According to the description for `num_words`, the vocabulary size should be `num_words`. But in practice, the vocabulary contains all words. 

In [10]:
num_words = 3
tk = Tokenizer(num_words=num_words)
texts = ["my name is far faraway asdasd", "my name is","your name is"]
tk.fit_on_texts(texts)
print(tk.word_index)
print(tk.texts_to_sequences(texts))

{'name': 1, 'is': 2, 'my': 3, 'far': 4, 'faraway': 5, 'asdasd': 6, 'your': 7}
[[1, 2], [1, 2], [1, 2]]


- `tk.word_index` is the vocabulary contain all words even if we set `num_word=3`, but the index is ordered as the word frequency. 

- `0` is a reserved index, never assigned to an existing word. So if we want `texts_to_sequences` to output text with 3 most common words, we should set `num_word=3+1`. 

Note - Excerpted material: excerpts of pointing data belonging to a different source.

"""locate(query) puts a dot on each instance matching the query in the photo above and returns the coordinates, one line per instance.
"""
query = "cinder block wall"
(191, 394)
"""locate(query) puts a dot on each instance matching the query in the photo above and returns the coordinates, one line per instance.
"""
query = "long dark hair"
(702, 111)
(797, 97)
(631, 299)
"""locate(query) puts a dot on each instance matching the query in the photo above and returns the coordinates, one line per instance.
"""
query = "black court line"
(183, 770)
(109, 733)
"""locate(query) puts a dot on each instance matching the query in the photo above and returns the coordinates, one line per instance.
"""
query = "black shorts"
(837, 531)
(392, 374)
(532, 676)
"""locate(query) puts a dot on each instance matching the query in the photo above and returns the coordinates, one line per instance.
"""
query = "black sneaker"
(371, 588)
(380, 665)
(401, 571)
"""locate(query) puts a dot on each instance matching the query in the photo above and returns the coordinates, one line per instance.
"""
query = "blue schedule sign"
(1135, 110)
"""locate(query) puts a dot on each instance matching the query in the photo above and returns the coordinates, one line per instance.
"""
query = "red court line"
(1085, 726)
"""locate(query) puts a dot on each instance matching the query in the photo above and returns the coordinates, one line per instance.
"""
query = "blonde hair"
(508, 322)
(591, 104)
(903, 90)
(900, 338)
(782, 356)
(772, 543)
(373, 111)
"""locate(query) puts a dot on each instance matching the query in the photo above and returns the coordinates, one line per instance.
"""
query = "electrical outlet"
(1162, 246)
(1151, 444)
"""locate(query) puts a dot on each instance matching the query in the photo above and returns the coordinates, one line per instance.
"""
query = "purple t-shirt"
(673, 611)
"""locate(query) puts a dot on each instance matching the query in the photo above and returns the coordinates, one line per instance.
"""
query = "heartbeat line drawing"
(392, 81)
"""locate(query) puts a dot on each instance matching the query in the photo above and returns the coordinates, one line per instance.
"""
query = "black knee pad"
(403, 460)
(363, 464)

We also can set `oov_token='UNK'` to add `UNK` to the vocabulary. Here the index of UNK is `word_cont+1`

In [12]:
num_words = 3
tk = Tokenizer(num_words=num_words+1, oov_token='UNK')
texts = ["my name is far faraway asdasd", "my name is","your name is"]
tk.fit_on_texts(texts)
print(tk.word_index)
print(tk.texts_to_sequences(texts))

{'name': 1, 'is': 2, 'my': 3, 'far': 4, 'faraway': 5, 'asdasd': 6, 'your': 7, 'UNK': 8}
[[3, 1, 2], [3, 1, 2], [1, 2]]


When `texts_to_sequences` process each sentence, it only consider the top `num_word` in the dictionary. So the dictionary used by the `texts_to_sequences` is `{'name': 1, 'is': 2, 'my': 3}`. We can see, for the sentence 1 and sentence 3, if there are **UNKNOWN** words in the `{'name': 1, 'is': 2, 'my': 3}`, `texts_to_sequences` will just skip it. 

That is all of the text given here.